But, for goodness sake, he has been charge for four competitive games, which include a win over St Johnstone and a match in Sweden where, by all accounts, Rangers were the better team even when a man short. Yes, the failure to make the Champions League is a huge blow to the club, but remember Gordon Strachan's start at Celtic? Where they drew 4-4 with Motherwell on opening day (McCoist's Rangers drew with Hears) and got stuffed 5-0 in the Champions League qualifiers by those European behemoths Artmedia Bratislava? Strachan went on to do pretty okay at Celtic Park, I would say.

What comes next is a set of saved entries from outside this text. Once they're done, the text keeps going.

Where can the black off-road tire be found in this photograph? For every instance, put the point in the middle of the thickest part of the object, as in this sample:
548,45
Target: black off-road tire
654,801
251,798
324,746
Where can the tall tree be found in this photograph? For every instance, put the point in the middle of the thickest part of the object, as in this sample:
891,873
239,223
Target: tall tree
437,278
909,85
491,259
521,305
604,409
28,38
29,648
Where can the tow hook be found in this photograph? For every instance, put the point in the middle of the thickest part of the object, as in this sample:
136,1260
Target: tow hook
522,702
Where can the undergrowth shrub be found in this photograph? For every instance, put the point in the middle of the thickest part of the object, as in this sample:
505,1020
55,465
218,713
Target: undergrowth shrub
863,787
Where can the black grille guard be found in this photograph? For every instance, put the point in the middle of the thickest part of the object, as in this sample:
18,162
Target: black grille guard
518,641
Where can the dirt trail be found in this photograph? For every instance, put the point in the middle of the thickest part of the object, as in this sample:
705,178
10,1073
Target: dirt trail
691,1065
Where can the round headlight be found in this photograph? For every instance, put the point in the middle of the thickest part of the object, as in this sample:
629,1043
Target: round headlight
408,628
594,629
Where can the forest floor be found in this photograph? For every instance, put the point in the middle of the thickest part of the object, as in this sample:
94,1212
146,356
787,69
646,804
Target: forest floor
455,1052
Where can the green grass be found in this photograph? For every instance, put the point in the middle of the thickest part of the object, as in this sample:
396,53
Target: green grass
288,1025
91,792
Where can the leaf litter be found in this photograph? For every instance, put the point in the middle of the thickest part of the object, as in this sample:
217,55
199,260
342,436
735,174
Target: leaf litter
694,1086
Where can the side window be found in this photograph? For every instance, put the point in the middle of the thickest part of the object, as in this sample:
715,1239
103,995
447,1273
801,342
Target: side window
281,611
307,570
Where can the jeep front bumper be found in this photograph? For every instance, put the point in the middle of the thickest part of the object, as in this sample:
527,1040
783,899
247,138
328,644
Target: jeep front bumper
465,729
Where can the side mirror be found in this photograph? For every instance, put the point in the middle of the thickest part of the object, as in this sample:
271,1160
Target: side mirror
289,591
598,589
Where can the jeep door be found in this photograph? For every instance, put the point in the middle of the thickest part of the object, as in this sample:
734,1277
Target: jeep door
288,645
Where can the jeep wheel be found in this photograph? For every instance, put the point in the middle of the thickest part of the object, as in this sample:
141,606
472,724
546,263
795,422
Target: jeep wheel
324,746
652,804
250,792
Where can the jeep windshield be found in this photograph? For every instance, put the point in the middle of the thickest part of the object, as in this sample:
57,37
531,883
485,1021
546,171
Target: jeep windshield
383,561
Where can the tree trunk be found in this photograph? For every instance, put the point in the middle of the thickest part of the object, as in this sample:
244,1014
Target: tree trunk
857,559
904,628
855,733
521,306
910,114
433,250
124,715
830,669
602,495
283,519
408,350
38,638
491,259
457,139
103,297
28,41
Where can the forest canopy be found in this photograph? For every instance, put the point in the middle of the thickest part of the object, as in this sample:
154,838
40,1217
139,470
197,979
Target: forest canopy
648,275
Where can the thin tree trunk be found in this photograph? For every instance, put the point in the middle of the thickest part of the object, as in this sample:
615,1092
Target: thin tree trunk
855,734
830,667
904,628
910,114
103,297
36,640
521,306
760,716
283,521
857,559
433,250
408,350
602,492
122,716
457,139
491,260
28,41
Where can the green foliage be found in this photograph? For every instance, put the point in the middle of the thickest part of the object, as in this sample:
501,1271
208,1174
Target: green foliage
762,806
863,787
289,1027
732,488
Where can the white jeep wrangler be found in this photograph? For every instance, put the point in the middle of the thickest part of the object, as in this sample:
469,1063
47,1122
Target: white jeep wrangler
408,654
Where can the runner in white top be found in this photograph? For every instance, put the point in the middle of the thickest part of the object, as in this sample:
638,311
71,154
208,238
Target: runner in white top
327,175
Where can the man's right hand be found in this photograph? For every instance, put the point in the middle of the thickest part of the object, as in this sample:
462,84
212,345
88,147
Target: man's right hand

By all means judge McCoist over, say a fifteen game period - and if Rangers are struggling, then maybe there is a crisis. And, conveniently enough for this piece, Romanov indeed judged his manager over a fifteen game period...and Jim Jefferies' last fifteen games as Hearts boss produced a grand total of one win. Which is pretty appalling, to be honest. My opinion is that the dismissal was still hasty, but it's easy to find Hearts fans who actually agreed with the change of manager.

Look, I'm no fan of Romanov, and I'm certainly no fan of Rangers either. And we should by all means rip the man to shreds over these ridiculous press releases - 'media monkeys' being his latest bizarre comment - but you can't dispute that he has been a pretty successful businessman, and there is no evidence that mismanaging Hearts would be to his financial benefit. And who knows, maybe his logic is that he was aware of a coach who was available and, in Romanov's opinion, more able than his current one, and so why wait before installing him?

To be honest, I'm not sure I totally...or even partly...agree with what I've written above. But doesn't it make a pleasant change from the generic crap that appears in the national rags in response to these sort of events?